Oleh: Mochammad Haldi Widianto

Dari tahun 1950 hingga 2017, populasi Malaysia telah meningkat pesat 74% yang merupakan populasi Malaysia saat ini yaitu 31.164, 177 dimana 77% populasinya tinggal di perkotaan. Menurut United Nations Population Fund (lihat www.unfpa.org), pada tahun 2030 lima miliar orang akan tinggal di perkotaan, oleh karena itu, tidak mengherankan jika Malaysia menghasilkan rata-rata 30.000 ton sampah setiap hari dan hanya 5% persennya didaur ulang. Menurut Kementerian Kesejahteraan Perkotaan, Perumahan dan Pemerintah Daerah menunjukkan bahwa limbah tersebut mengakibatkan polusi tanah dan udara yang luar biasa bagi lingkungan, masalah kesehatan bagi masyarakat dan hambatan pertumbuhan ekonomi. Secara keseluruhan, masalah pengelolaan sampah yang buruk di Malaysia adalah salah satu masalah terbesar bangsa hingga saat ini. Limbah dapat dibagi menjadi dua kategori, limbah cair atau padat, keduanya dapat berbahaya. Kedua sampah ini dapat dikelompokkan menjadi sampah organik, dapat digunakan kembali dan didaur ulang. Terutama, limbah cair yang berasal dari sumber titik atau sumber non-titik pembuangan seperti air cucian dari rumah, cairan bekas pembersih di industri dan deterjen limbah. Sedangkan sampah adalah sampah, sampah atau sampah yang dihasilkan dari rumah. Ini termasuk ban mobil bekas, koran bekas, furnitur rusak dan bahkan sisa makanan.

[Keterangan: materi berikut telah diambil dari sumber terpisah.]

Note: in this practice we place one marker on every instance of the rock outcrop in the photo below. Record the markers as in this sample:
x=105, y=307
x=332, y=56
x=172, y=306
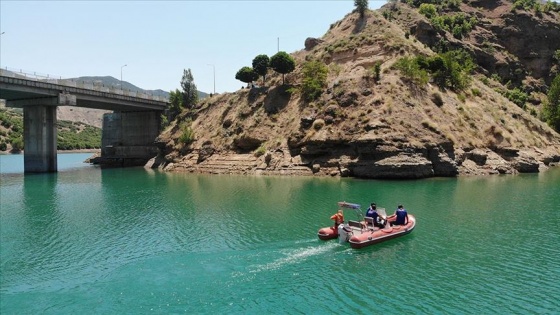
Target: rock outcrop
x=382, y=126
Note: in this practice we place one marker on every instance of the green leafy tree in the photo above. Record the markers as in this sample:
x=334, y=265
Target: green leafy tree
x=260, y=65
x=314, y=79
x=361, y=6
x=411, y=71
x=190, y=93
x=282, y=63
x=552, y=107
x=246, y=74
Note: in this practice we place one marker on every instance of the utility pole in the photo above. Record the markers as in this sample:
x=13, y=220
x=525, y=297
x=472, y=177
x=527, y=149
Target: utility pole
x=121, y=76
x=214, y=72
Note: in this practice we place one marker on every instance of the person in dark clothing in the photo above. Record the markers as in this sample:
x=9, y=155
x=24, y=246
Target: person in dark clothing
x=372, y=213
x=400, y=217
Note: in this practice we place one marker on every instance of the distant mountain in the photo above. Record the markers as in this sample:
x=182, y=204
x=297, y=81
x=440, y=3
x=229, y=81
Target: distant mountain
x=108, y=81
x=113, y=82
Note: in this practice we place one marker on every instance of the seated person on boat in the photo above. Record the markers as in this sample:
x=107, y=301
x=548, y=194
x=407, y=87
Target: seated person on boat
x=377, y=220
x=400, y=217
x=338, y=218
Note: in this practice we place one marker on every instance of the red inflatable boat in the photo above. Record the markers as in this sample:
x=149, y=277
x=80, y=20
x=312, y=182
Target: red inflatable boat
x=360, y=234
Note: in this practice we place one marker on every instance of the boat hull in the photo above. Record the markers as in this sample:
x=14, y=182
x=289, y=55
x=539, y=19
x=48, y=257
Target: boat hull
x=371, y=237
x=327, y=233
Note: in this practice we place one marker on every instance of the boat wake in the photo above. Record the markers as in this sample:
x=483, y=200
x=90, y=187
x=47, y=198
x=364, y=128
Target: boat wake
x=294, y=256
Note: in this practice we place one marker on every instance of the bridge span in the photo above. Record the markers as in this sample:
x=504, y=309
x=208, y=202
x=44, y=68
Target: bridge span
x=128, y=133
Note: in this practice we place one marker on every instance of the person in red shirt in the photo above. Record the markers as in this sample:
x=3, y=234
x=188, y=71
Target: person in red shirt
x=338, y=218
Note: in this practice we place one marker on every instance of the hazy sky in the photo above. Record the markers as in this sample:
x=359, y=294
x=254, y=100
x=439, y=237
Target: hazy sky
x=156, y=40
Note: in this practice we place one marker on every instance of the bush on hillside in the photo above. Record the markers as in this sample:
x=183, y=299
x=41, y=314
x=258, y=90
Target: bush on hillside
x=314, y=79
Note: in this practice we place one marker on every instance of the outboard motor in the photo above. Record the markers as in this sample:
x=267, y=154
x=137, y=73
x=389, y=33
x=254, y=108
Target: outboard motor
x=343, y=234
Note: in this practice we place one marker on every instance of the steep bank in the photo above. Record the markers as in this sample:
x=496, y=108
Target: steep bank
x=363, y=127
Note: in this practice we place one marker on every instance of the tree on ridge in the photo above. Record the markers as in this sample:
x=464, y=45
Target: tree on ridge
x=282, y=63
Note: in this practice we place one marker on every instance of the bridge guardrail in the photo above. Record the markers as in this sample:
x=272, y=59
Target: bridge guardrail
x=78, y=84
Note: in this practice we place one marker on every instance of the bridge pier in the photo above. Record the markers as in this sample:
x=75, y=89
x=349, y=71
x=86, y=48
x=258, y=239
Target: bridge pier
x=39, y=137
x=129, y=138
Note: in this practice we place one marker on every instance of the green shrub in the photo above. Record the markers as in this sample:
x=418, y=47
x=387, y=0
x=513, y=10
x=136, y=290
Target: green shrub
x=437, y=99
x=410, y=70
x=476, y=92
x=17, y=144
x=517, y=96
x=314, y=79
x=318, y=124
x=187, y=134
x=260, y=150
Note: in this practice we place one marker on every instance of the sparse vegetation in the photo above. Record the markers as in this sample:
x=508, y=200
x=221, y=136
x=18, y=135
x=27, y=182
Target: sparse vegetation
x=282, y=63
x=314, y=79
x=552, y=106
x=260, y=150
x=361, y=6
x=246, y=75
x=187, y=133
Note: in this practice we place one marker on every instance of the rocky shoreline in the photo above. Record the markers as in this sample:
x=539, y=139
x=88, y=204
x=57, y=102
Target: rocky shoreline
x=356, y=160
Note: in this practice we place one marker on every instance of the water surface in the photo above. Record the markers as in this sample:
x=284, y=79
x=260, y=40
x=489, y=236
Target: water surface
x=86, y=240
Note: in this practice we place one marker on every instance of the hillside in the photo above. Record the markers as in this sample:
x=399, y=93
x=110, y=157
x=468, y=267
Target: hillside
x=390, y=126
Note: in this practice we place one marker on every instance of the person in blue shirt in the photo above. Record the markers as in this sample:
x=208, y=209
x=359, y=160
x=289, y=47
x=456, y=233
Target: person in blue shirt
x=400, y=217
x=372, y=213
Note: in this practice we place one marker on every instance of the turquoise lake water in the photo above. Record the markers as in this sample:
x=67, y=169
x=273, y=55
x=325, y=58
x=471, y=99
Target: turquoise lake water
x=136, y=241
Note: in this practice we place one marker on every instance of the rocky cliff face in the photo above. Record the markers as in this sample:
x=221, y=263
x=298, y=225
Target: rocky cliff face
x=386, y=128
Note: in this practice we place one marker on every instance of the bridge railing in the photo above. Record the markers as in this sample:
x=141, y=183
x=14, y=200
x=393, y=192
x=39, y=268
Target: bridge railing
x=7, y=72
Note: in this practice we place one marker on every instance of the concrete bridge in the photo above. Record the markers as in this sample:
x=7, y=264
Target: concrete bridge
x=128, y=133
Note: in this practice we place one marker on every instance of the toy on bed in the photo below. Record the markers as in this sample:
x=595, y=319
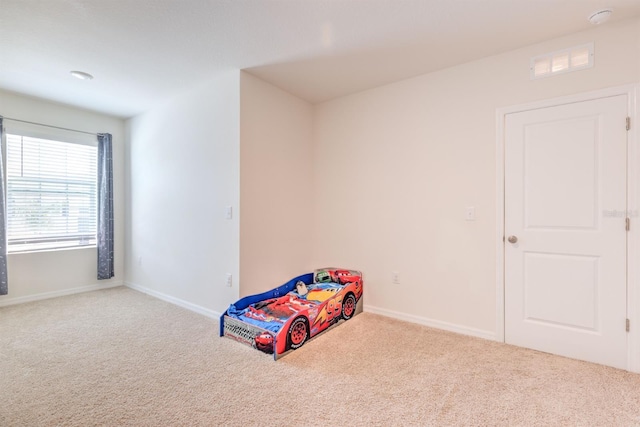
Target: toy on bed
x=286, y=317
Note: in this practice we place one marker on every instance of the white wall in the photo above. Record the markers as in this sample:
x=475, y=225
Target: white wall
x=183, y=169
x=276, y=182
x=397, y=165
x=45, y=274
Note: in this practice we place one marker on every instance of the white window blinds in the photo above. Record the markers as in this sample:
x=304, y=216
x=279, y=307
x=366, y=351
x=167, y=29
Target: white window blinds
x=51, y=193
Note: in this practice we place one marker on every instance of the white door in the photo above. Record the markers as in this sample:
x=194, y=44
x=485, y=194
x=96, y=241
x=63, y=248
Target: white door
x=565, y=203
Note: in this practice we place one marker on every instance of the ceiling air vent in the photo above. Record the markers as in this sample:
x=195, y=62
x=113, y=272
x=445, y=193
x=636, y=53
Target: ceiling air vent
x=562, y=61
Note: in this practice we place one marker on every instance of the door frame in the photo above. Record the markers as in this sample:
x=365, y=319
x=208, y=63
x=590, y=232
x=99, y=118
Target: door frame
x=633, y=203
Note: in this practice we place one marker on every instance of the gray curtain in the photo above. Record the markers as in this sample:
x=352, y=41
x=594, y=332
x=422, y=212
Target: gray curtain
x=4, y=285
x=105, y=207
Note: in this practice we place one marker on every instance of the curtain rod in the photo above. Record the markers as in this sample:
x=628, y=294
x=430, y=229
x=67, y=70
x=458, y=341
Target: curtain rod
x=49, y=126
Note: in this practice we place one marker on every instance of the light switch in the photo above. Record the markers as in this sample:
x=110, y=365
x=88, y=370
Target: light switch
x=470, y=213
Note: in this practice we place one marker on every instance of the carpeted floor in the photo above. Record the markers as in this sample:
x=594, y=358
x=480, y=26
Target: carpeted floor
x=119, y=357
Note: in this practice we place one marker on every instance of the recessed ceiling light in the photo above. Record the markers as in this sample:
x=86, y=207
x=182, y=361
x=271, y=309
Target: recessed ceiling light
x=81, y=75
x=600, y=16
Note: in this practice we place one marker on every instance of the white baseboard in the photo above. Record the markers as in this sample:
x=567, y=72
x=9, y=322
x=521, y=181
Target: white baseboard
x=54, y=294
x=176, y=301
x=437, y=324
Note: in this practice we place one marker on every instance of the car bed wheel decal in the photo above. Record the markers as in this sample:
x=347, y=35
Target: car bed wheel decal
x=348, y=307
x=298, y=332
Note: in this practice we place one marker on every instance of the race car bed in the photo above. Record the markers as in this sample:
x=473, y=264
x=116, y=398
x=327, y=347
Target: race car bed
x=286, y=317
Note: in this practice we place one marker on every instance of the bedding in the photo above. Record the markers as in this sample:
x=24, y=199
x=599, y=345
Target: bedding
x=286, y=317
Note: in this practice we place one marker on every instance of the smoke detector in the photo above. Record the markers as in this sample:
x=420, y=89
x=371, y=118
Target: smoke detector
x=600, y=16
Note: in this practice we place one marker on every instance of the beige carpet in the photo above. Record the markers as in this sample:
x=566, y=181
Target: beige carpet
x=118, y=357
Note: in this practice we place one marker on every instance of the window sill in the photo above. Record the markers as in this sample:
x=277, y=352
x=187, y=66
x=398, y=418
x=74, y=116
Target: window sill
x=33, y=251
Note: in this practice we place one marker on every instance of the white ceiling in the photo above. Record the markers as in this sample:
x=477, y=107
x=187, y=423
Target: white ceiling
x=144, y=51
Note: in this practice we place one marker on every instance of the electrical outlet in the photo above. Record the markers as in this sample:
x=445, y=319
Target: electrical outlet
x=395, y=277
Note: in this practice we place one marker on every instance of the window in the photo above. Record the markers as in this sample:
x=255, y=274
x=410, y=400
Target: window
x=51, y=193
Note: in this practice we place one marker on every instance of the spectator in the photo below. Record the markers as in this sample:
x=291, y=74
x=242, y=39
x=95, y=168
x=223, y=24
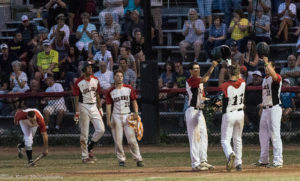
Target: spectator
x=262, y=29
x=251, y=59
x=54, y=8
x=19, y=47
x=292, y=73
x=252, y=105
x=6, y=58
x=287, y=104
x=110, y=33
x=60, y=26
x=35, y=102
x=166, y=78
x=204, y=7
x=229, y=6
x=104, y=55
x=287, y=14
x=129, y=74
x=263, y=5
x=76, y=8
x=134, y=24
x=105, y=77
x=18, y=78
x=125, y=53
x=238, y=28
x=28, y=30
x=193, y=30
x=115, y=7
x=137, y=50
x=62, y=47
x=84, y=32
x=47, y=61
x=217, y=35
x=180, y=75
x=94, y=46
x=56, y=105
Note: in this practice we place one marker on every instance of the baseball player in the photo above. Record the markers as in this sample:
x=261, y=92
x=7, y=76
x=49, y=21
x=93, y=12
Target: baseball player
x=120, y=96
x=270, y=120
x=233, y=117
x=88, y=109
x=195, y=120
x=30, y=120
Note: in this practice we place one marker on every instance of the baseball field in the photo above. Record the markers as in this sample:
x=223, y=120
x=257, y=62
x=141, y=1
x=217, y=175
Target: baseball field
x=164, y=162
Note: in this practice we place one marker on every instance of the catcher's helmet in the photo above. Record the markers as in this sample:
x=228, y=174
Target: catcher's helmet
x=85, y=64
x=262, y=49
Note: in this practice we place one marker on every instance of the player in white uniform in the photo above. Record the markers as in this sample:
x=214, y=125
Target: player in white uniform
x=195, y=121
x=30, y=120
x=269, y=127
x=87, y=107
x=233, y=118
x=120, y=96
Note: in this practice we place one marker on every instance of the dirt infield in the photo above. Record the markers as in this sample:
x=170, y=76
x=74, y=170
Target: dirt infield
x=156, y=166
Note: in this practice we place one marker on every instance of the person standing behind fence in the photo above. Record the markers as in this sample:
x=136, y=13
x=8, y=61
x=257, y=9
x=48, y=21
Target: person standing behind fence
x=195, y=121
x=88, y=109
x=30, y=120
x=233, y=118
x=121, y=96
x=55, y=104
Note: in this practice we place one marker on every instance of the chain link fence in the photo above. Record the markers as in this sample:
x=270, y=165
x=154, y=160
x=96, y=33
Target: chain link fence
x=172, y=104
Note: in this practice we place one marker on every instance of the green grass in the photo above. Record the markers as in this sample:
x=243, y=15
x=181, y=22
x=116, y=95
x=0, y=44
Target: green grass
x=60, y=164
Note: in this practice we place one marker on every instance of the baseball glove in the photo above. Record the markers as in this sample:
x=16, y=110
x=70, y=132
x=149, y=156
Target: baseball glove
x=137, y=125
x=262, y=49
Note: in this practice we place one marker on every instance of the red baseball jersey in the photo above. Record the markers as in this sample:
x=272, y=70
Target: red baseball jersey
x=87, y=89
x=234, y=92
x=22, y=115
x=120, y=98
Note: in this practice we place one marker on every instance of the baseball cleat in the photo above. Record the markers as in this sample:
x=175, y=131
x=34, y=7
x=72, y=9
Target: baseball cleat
x=140, y=164
x=20, y=150
x=87, y=161
x=92, y=156
x=199, y=168
x=273, y=165
x=239, y=167
x=230, y=161
x=30, y=163
x=122, y=164
x=209, y=166
x=258, y=164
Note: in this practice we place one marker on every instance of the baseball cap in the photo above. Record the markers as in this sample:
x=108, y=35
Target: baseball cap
x=257, y=72
x=287, y=80
x=46, y=43
x=24, y=18
x=3, y=45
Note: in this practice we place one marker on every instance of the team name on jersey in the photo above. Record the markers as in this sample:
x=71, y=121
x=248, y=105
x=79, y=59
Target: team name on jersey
x=121, y=98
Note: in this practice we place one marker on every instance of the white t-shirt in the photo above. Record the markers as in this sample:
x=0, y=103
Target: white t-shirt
x=56, y=87
x=282, y=7
x=105, y=79
x=99, y=57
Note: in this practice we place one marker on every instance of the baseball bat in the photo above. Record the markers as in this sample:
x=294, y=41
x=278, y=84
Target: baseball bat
x=37, y=159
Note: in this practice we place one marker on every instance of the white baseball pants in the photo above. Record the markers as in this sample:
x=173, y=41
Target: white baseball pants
x=29, y=132
x=232, y=127
x=89, y=113
x=269, y=127
x=197, y=133
x=120, y=123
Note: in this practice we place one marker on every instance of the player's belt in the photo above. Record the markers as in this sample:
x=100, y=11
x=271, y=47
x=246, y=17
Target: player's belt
x=237, y=110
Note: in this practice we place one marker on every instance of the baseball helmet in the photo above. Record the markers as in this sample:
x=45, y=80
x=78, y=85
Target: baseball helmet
x=85, y=64
x=262, y=49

Padahal, pengumpulan sampah konsisten namun pengumpulan sampah saat ini tidak memungkinkan pemkot setempat mengetahui status tempat sampah apakah penuh atau kosong. Praktik pengumpulan sampah ini menjadi tidak teratur dan tidak relevan, seiring dengan peningkatan populasi negara. Meski tidak memiliki jadwal sistematis untuk mengumpulkan setiap jenis sampah, sampah yang berlebih akan menarik hewan dan serangga. Sehingga akan menimbulkan kondisi lingkungan sekitar yang tidak higienis dan menimbulkan gangguan kecil yang dapat mengakibatkan penyebaran berbagai penyakit mematikan dan penyakit manusia. Pengumpulan sampah saat ini adalah ketidakefisienan, pemborosan waktu dan membutuhkan tenaga manusia yang sangat besar. Pasalnya, para pemulung perlu mengecek apakah sampah sudah penuh atau tidak sesuai jadwal tetap. Tujuan dari proyek ini adalah merancang prototipe sistem pemantauan sampah Internet-of-Thing (IoT) dan memperingatkan pengumpul sampah tentang kelengkapan tempat sampah dengan mengidentifikasi tingkat sampah berdasarkan kedalaman tempat sampah..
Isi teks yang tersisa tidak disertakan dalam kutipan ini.